A polêmica fusão dos ministérios da Fazenda e da Indústria e Comércio Exterior, que conformará o superministério do ultraliberal Paulo Guedes começou a sair do papel nesta semana, no gabinete de transição montado no CCBB.

A proposta é controversa entre os industriais, que receiam perder as políticas de incentivos fiscais e financiamentos através do dinheiro público amplamente empregados nos governos petistas, temem favoritismo de Bolsonaro com os setores do agronegócio, forte base de sua campanha eleitoral e futuro governo, mesmo com a declaração de Guedes de que irá "salvar a industria brasileira, apesar dos industriais".

Certo é que o alvo de ataques de Guedes e sua equipe é na realidade os trabalhadores e o povo pobre do país. Como deixam claro as propostas de retirada da previdência, ataque ao salário mínimo, e a criação da escandalosa Secretaria de Privatizações que terá, como parte do mesmo ministério da Economia, o desafio de entregar o máximo possível das riquezas nacionais para o imperialismo e os empresários norte-americanos, quando deveriam ser colocadas a serviço das necessidades da população.

Entre os presentes na reunião de fusão dos ministério estava o economista Carlos da Costa, da linha privatista e liberal do futuro Ministro. Para ele também será entregue uma superpasta, que deve reunir pelo menos as pastas de advocacia da concorrência e produtividade, competitividade industrial, comércio e serviços, inovação e micro e pequena empresa. E também a Secretaria de Políticas Públicas de Emprego, ainda ligada ao Ministério do Trabalho que, mesmo após recuo de ser fechado, deve ser desmantelado e colocado a serviço dos planos de retiradas de direitos do novo governo, como já anunciou Bolsonaro.
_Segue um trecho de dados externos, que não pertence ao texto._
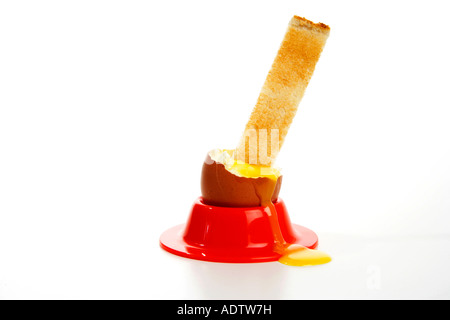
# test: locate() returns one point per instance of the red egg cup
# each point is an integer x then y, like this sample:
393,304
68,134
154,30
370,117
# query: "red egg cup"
234,235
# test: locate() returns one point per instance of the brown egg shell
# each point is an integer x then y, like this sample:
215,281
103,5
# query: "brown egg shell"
222,188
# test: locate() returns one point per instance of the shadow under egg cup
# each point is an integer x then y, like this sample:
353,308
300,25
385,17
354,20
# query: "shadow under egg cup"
233,234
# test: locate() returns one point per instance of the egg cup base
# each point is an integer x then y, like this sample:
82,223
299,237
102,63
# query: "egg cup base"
233,235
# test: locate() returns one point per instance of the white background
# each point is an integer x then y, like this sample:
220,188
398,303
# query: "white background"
107,110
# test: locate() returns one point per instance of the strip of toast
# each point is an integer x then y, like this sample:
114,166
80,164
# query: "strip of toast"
282,91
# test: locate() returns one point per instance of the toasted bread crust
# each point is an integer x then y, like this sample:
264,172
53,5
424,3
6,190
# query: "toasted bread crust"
284,87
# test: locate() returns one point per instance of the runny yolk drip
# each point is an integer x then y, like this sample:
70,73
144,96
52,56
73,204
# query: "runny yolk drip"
291,254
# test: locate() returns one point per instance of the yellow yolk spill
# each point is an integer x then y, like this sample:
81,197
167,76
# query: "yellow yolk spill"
291,254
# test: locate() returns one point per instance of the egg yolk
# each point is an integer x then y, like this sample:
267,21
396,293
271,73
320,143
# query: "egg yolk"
290,254
253,171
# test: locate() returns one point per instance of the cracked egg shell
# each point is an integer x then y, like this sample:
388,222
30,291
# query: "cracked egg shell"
222,188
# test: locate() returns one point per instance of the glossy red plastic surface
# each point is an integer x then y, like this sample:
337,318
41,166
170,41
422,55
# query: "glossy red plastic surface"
237,235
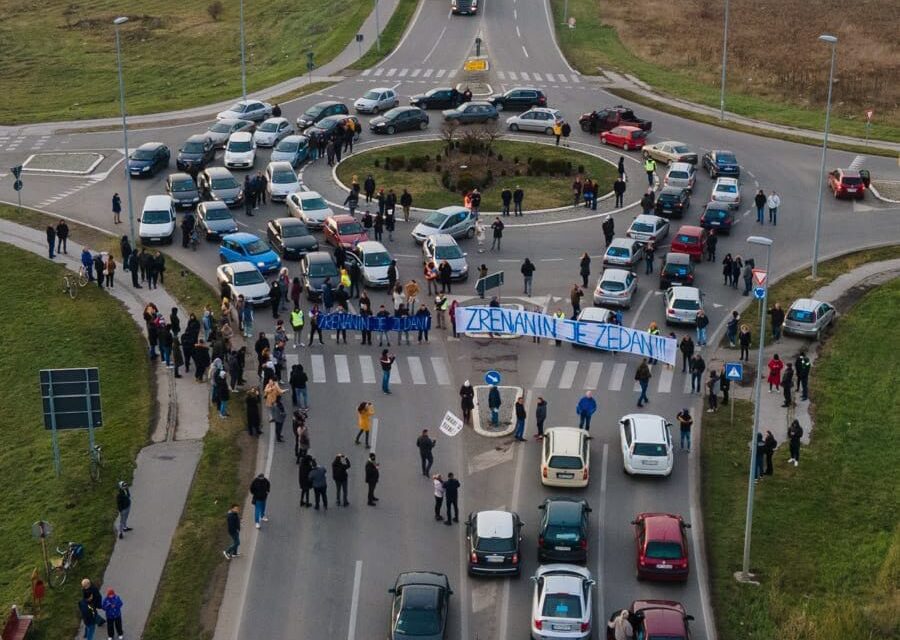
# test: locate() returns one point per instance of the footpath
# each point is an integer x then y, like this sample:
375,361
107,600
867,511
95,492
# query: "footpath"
164,470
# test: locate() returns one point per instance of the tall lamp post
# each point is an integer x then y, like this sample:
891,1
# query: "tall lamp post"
751,482
832,40
117,23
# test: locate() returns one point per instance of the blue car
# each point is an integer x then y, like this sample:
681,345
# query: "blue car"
721,163
246,247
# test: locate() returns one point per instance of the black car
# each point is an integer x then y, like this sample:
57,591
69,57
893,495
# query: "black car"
439,98
196,152
399,119
420,607
290,238
520,98
672,202
494,538
564,534
321,110
148,158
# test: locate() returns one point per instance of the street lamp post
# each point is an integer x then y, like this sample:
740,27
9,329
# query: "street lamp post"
832,40
118,22
751,482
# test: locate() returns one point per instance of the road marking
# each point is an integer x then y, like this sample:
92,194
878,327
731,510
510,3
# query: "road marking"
568,375
543,376
354,601
592,381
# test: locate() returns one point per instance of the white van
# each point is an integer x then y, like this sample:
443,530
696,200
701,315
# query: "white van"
157,220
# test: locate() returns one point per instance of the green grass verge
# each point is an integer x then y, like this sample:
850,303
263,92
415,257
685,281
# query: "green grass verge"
191,586
63,67
826,538
44,329
541,192
593,44
390,36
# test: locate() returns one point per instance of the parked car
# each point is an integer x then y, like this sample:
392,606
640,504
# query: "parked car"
399,119
661,546
646,442
625,137
196,152
808,318
147,159
290,238
493,540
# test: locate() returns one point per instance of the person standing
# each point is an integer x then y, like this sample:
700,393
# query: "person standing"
451,495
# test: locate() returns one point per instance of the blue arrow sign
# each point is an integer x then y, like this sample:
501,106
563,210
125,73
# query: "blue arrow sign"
734,371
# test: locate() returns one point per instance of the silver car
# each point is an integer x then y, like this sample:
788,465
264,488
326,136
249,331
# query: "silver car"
808,318
615,288
540,119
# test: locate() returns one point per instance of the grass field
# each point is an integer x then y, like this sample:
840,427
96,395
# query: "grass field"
60,57
44,329
777,70
826,534
428,192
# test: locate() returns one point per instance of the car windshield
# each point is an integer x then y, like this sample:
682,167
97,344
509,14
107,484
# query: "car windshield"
244,278
562,605
565,462
377,259
664,550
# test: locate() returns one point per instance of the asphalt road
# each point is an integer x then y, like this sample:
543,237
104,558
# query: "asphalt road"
326,575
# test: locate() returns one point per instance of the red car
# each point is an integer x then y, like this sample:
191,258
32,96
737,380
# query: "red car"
627,137
344,230
661,541
846,184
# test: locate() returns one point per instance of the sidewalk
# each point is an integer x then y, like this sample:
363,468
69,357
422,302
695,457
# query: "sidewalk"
329,72
165,469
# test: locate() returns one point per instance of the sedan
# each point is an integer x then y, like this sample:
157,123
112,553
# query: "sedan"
539,119
400,119
420,606
376,101
443,247
148,158
214,219
472,112
616,288
808,318
562,603
270,132
290,238
344,231
494,538
243,279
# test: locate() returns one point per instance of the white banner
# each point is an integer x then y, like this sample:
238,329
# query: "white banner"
609,337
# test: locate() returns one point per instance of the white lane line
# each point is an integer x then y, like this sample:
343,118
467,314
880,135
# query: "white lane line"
354,601
543,376
568,375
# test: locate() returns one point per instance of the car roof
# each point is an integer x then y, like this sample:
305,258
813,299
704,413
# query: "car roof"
494,524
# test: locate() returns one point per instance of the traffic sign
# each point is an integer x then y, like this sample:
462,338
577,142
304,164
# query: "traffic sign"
734,371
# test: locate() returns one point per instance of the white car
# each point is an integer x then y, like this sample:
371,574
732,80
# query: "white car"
562,607
683,304
157,221
310,207
646,227
377,100
243,279
281,180
727,191
566,457
270,132
240,151
646,444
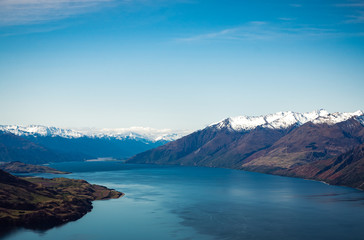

Assim avançam os planos de avançar contra os trabalhadores brasileiros, que está sendo preparado enquanto se comemora a lua de mel do novo governo com uma certa trégua que precede a tempestade. É urgente que os trabalhadores se organizem em todos os locais de trabalho do país, exigindo de seus sindicatos que cumpram seu papel de ser uma ferramente de luta, e não de traição como tem sido a CUT e CTB.